Highest common factor (HCF) of 3393, 4924 is 1.
Highest Common Factor of 3393,4924 is 1
Step 1: Since 4924 > 3393, we apply the division lemma to 4924 and 3393, to get
4924 = 3393 x 1 + 1531
Step 2: Since the reminder 3393 ≠ 0, we apply division lemma to 1531 and 3393, to get
3393 = 1531 x 2 + 331
Step 3: We consider the new divisor 1531 and the new remainder 331, and apply the division lemma to get
1531 = 331 x 4 + 207
We consider the new divisor 331 and the new remainder 207,and apply the division lemma to get
331 = 207 x 1 + 124
We consider the new divisor 207 and the new remainder 124,and apply the division lemma to get
207 = 124 x 1 + 83
We consider the new divisor 124 and the new remainder 83,and apply the division lemma to get
124 = 83 x 1 + 41
We consider the new divisor 83 and the new remainder 41,and apply the division lemma to get
83 = 41 x 2 + 1
We consider the new divisor 41 and the new remainder 1,and apply the division lemma to get
41 = 1 x 41 + 0
The remainder has now become zero, so our procedure stops. Since the divisor at this stage is 1, the HCF of 3393 and 4924 is 1
Notice that 1 = HCF(41,1) = HCF(83,41) = HCF(124,83) = HCF(207,124) = HCF(331,207) = HCF(1531,331) = HCF(3393,1531) = HCF(4924,3393) .
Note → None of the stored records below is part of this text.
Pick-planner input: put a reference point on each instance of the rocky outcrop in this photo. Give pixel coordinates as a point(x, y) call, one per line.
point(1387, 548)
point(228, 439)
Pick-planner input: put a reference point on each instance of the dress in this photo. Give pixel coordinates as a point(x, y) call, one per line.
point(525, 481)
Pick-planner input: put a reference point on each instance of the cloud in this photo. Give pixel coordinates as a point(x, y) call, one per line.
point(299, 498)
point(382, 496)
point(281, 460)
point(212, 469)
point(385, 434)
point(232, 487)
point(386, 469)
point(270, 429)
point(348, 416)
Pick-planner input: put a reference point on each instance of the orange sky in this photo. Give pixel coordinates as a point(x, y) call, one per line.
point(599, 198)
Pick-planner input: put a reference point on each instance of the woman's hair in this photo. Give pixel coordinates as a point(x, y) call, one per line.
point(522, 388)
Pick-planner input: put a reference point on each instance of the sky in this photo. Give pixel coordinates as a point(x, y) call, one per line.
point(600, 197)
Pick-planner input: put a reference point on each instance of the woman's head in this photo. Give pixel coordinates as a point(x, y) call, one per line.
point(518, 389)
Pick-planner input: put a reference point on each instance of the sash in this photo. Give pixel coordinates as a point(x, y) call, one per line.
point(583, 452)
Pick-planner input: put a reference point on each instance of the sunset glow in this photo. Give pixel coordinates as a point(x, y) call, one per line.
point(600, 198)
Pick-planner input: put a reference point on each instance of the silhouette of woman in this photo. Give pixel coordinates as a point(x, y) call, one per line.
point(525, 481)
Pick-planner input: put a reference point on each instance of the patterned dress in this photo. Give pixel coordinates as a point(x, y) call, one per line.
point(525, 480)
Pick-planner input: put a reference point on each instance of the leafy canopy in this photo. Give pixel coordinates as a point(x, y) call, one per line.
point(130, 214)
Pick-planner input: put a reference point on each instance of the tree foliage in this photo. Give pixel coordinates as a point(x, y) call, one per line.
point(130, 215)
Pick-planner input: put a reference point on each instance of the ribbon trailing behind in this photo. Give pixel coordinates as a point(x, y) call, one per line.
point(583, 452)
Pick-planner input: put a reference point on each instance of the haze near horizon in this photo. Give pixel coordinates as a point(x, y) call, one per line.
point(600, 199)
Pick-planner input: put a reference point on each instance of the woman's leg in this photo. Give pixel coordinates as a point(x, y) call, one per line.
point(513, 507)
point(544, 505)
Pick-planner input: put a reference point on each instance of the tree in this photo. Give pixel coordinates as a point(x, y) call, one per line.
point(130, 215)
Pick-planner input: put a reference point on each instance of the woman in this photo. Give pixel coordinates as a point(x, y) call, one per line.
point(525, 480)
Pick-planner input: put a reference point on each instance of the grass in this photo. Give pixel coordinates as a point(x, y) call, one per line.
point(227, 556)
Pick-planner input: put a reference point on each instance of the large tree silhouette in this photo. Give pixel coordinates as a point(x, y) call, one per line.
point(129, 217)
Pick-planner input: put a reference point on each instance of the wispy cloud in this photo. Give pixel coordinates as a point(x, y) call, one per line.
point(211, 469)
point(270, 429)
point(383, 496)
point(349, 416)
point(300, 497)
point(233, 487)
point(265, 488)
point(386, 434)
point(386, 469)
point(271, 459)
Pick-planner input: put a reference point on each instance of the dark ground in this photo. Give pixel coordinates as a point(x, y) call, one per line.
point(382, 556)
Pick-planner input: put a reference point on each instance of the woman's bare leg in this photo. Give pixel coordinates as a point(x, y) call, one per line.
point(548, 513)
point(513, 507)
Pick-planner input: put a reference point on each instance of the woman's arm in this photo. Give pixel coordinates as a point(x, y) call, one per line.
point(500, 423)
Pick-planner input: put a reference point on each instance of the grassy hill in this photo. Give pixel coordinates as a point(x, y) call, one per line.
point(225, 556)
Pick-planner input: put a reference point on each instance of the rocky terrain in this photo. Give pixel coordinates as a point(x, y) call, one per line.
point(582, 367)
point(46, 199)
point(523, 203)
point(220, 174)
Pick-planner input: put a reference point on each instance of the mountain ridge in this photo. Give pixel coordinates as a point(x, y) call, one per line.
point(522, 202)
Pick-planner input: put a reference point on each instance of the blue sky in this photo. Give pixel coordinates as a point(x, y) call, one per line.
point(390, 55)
HCF using Euclid's Algorithm Calculation Examples
Here are some samples of HCF using Euclid's Algorithm calculations.
Frequently Asked Questions on HCF of 3393, 4924 using Euclid's Algorithm
1. What is the Euclid division algorithm?
Answer: Euclid's Division Algorithm is a technique to compute the Highest Common Factor (HCF) of given positive integers.
2. what is the HCF of 3393, 4924?
Answer: HCF of 3393, 4924 is 1 the largest number that divides all the numbers leaving a remainder zero.
3. How to find HCF of 3393, 4924 using Euclid's Algorithm?
Answer: For arbitrary numbers 3393, 4924 apply Euclid’s Division Lemma in succession until you obtain a remainder zero. HCF is the remainder in the last but one step.